The Scarecrow

I've read a few of Michael Connelly's novels (review of The Lincoln Lawyer and Void Moon can be found on this blog) but not enough of them. Every one I've read has been tough and exciting, and I wasn't disappointed by The Scarecrow, a tale of a serial killer who is also a cyber-criminal.

Connelly dusts off his character Jack McEvoy, the crime reporter last seen in his excellent novel The Poet. McEvoy is the victim of a very contemporary problem--he's been downsized from the L.A. Times, given two weeks notice and asked to train his replacement on the crime beat, a perky blonde who is clearly interested in future work on television. In a bid to go out with a flourish, he gets interested in a teenage gang-banger who's been arrested for the murder of a white stripper. At first he thinks he'll write a feature on how the young blacks of L.A. end up living a life of crime, but then he stumbles upon a similar crime committed in Las Vegas. He suspects a serial killer is at work.

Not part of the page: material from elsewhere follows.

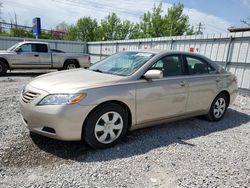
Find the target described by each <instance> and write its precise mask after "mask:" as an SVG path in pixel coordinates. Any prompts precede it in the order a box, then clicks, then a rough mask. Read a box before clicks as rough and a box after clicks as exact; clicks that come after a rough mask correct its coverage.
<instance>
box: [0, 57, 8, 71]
mask: <svg viewBox="0 0 250 188" xmlns="http://www.w3.org/2000/svg"><path fill="white" fill-rule="evenodd" d="M0 61H2V62H4V63H5V64H6V66H7V69H8V70H10V65H9V62H8V61H7V59H5V58H4V57H0Z"/></svg>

Chapters of first person narration by McElroy are alternated with the perspective of the killer--we know who he is right away, and he's a baddie. I read parts of this book white-knuckled, as identify theft through manipulation of computers is pretty scary stuff--scarier even then murderers. The killer (the "Scarecrow" of the title) is an expert in preventing hackers from infiltrating storage-servers, therefore he knows how to do things like cut off someone's credit cards or download child porn onto someone's laptop. When McEvoy and his friend and lover, an FBI agent named Rachel Walling, get on to him, the killer knows it and is constantly one step ahead of them. By the end of the book it's not clear whether the killer will be abducted.

The writing here is just about perfect, with Connelly's great ear for dialogue and a horror writer's knack for suspense. I'm a bit leery in believing that the FBI would allow him as much access as he has, and at times he enters into the story for the sake of the narrative, and not because it would be realistic, but this is a work of fiction after all. I was also surprised to learn about a sexual fetish I'd never heard of before--abasiophilia, the use of leg braces in sexual fantasy. It takes all kinds.